Do you qualify for WIC? Use this prescreening tool to find out. This is only an estimate. You will still need to visit your local WIC clinic to apply in person.

To apply for WIC, call a local WIC program near you, or call 211 toll-free. For TTY relay call 711 or 1-800-735-2900. 


Who Is Eligible? 

WIC serves lower-income pregnant, postpartum and breastfeeding women, infants and children under age 5 who have health or nutrition risks. Many working families are part of WIC - 71% of Oregon WIC families are employed.
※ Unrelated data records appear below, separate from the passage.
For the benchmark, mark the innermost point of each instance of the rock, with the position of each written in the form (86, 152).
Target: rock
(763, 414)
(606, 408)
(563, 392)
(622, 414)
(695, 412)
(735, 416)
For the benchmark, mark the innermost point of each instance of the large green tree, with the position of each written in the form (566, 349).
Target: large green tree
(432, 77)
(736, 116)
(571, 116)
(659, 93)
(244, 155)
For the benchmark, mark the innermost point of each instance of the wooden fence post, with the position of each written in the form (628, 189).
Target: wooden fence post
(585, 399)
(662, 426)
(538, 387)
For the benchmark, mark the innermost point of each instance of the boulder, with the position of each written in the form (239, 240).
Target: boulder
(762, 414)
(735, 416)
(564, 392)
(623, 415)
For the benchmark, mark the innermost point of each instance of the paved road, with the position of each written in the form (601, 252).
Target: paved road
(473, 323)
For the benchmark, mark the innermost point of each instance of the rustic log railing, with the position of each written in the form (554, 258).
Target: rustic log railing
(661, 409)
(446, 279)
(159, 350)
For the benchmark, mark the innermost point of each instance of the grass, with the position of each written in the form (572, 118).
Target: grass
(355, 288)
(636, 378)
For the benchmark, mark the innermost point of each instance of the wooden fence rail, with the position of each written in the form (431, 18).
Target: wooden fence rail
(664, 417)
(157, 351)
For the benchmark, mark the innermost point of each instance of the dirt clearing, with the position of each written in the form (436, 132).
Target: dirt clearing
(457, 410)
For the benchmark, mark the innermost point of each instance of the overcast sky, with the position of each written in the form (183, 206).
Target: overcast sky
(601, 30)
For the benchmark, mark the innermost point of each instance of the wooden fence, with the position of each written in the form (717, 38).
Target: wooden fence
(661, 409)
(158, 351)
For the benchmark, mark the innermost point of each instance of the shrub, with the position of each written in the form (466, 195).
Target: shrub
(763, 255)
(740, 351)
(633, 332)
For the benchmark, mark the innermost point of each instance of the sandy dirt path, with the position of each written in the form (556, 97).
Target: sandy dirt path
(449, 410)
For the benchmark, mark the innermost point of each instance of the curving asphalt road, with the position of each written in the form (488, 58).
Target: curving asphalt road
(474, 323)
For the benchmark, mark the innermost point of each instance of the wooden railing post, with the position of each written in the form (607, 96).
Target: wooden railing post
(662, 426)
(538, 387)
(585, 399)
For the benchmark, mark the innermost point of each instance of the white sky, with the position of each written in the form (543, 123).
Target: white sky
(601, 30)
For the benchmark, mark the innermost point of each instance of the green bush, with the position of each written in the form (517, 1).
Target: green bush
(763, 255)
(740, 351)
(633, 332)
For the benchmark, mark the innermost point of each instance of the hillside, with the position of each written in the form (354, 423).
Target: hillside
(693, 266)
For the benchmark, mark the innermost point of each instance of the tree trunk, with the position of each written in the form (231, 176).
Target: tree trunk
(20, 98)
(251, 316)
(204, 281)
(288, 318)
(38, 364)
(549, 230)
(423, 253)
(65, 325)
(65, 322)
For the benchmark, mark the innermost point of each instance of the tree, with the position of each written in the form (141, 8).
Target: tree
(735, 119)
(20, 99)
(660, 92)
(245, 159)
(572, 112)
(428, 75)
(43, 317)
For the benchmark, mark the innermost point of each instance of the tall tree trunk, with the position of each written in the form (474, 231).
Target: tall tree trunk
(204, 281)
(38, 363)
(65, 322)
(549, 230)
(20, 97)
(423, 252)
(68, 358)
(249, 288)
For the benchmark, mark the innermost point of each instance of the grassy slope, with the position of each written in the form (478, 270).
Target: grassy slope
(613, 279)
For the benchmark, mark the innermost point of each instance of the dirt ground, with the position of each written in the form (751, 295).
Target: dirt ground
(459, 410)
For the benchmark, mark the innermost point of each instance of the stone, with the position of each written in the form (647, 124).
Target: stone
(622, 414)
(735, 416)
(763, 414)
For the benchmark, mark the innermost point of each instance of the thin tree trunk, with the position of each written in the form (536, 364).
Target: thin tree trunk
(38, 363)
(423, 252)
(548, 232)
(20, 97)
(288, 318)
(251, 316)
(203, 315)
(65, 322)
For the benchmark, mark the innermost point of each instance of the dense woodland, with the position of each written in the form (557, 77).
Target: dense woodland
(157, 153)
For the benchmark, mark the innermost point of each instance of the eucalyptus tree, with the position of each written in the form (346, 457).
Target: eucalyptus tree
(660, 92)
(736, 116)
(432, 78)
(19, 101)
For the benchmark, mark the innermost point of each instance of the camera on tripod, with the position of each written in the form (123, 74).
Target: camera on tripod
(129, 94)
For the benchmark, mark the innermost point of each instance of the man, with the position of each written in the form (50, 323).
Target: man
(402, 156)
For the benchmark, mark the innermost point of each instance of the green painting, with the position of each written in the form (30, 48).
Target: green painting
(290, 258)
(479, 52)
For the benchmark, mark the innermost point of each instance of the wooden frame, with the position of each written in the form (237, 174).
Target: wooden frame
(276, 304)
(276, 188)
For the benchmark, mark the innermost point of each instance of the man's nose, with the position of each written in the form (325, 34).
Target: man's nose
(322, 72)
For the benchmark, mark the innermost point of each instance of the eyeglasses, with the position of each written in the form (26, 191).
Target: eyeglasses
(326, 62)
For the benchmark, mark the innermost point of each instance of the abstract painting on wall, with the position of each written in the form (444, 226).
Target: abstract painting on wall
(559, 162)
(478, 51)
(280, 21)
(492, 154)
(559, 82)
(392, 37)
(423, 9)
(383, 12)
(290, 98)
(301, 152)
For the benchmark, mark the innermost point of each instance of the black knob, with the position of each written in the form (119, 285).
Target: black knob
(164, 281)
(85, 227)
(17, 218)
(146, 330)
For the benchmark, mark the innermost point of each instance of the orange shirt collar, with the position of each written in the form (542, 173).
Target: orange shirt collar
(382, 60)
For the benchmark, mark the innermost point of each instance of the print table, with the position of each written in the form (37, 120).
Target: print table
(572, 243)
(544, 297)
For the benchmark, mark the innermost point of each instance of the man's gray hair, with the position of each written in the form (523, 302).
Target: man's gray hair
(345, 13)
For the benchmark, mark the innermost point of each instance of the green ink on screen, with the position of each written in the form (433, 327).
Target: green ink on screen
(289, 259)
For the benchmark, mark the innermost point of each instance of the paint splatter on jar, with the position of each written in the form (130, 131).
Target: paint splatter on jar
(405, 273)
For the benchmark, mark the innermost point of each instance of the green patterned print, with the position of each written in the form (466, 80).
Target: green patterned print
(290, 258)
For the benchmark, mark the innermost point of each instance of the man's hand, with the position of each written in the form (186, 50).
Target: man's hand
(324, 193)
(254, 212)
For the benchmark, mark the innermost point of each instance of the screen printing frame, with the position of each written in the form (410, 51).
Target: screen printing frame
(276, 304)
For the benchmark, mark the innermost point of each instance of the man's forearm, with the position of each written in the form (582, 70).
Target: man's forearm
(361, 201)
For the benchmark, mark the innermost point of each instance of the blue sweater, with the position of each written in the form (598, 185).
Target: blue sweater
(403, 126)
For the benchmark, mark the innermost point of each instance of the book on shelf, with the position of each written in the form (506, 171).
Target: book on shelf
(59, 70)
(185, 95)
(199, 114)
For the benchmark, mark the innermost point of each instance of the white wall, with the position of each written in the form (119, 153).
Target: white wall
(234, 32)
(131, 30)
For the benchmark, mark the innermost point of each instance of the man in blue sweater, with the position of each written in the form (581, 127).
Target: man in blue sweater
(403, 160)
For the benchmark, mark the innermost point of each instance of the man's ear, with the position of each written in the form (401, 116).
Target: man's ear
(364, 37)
Applicants must meet four criteria to be eligible for WIC:

  • Live in Oregon.
  • Be a pregnant, postpartum or breastfeeding woman, an infant or a child under 5 years old.
  • Have a household income less than 185% of the federal poverty limit. (Individuals who can prove Fully eligible for Medicaid/Oregon Health Plan, TANF, SNAP/Food Stamps or FDPIR are automatically income eligible for WIC.)
  • Have a nutritional need or risk. 

Income Eligibility Criteria - Effective May 1, 2017


Number of Person(s) in Household

Gross Household Income
Annual Monthly Weekly
1  $22,311  $1,860  $430
2  $30,044  $2,504  $578
3  $37,777  $3,149  $727
4  $45,510  $3,793  $876
5  $53,243  $4,437  $1,024
6  $60,976  $5,082  $1,173
7  $68,709  $5,726  $1,322
8  $76,442  $6,371  $1,471
For each additional household member add:  + $7,733  + $645  + $149

 

"Household" means

a person or group of people, related or not, who usually (though not necessarily) live together and whose income and consumption of goods and services are related. In determining the size of household for a pregnant WIC applicant, count each fetus as an additional household member, unless the woman specifically waives the increase in number.

 

"Income" means

Gross income, including overtime, before deductions for income taxes, employee's social security taxes, insurance premiums, bonds, etc. The determination of the amount of a household's gross income shall not be considered reduced for financial hardships, medical bills, or child support.

Income includes
  1. Cash from salary (including overtime), wages, fees.
  2. Net income from farm and non-farm self-employment.
  3. Social security (including SSI for disabled individuals).
  4. Dividends or interest on savings or bonds, estates, trusts, or net rental income.
  5. Public assistance or welfare payments.
  6. Unemployment compensation.
  7. Government civilian employee or military retirement payments, or veteran's payments.
  8. Private pensions or annuities.
  9. Alimony or child support payment.
  10. Regular contributions from persons not living in the household.
  11. Net royalties.
  12. Student loan amounts in excess of attendance costs. Attendance costs are regular tuition and fees for students carrying at least a half-time workload as determined by the institution, and an allowance for books, supplies, and transportation required by the course of study.
  13. Other cash income or allowances from any resources that are readily available to the household.